FitzGerald-Kemmett asked about the steps and timeline involved.
Feodoroff said an application of intent must be filed with the CCC. A provisional license can be issued following a community outreach meeting and a signed certified document stating a HCA has been reached with the town.
“They haven’t gotten there, yet,” Feodoroff said of the current applicants Ralph Greenberg and his daughter Alli of Randolph, whose company is called Impressed LLC.
FitzGerald-Kemmett also asked if language requiring most efficient use of water or restricting use of agricultural chemicals can be included in the HCA. Feodoroff said some towns include those regulations in the special permit-granting process, but she said concerns about water use could be points of negotiations in an HCA. Odor control concerns can also be raised.
“For cultivators, odor control and smell are the big issues that special permit authorities tackle,” Feodoroff said. “That requires a whole host of documents which will have engineering relative to what their HVAC system’s going to look like.”
Selectman Matt Dyer asked what responsibilities the town had for the proper posting of the community outreach meetings.
Feodoroff said that is not the Selectmen’s responsibility at all.
“You can facilitate the process, because you obviously know this is an important issue to your constituents … but it’s not your obligation,” she said. “They [the applicants] won’t get through the CCC unless they properly host in accordance with the CCC regulations.”
“We’ve gotten potentially different feedback on that, so it’s good to know,” FitzGerald-Kemmett said. “It’s not an approval process.”

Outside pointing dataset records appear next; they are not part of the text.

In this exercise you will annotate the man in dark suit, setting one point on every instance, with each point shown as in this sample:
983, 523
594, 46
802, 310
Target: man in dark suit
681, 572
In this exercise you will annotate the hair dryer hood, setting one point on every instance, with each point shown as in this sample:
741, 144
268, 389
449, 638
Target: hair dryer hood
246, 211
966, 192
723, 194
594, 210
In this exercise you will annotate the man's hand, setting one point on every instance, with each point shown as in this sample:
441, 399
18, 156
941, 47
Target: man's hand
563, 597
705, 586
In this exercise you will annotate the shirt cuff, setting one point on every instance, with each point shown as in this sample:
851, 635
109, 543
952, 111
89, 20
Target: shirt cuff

She said the meetings were intended to offer residents an opportunity to make their concerns known. The Greenbergs will be hosting two more outreach meetings, at the Hanson Library on Thursday, June 27 and in the Selectmen’s meeting room at Town Hall Tuesday, July 2.
Two have been already held, but posting issues with the first have led the applicants to decide not to submit it to the CCC, according to Feodoroff.
A resident asked if, since retail facilities can be limited to 20 percent of the number of alcohol-sales establishments in a town, are there similar restrictions for cultivators, manufacturers or testing facilities.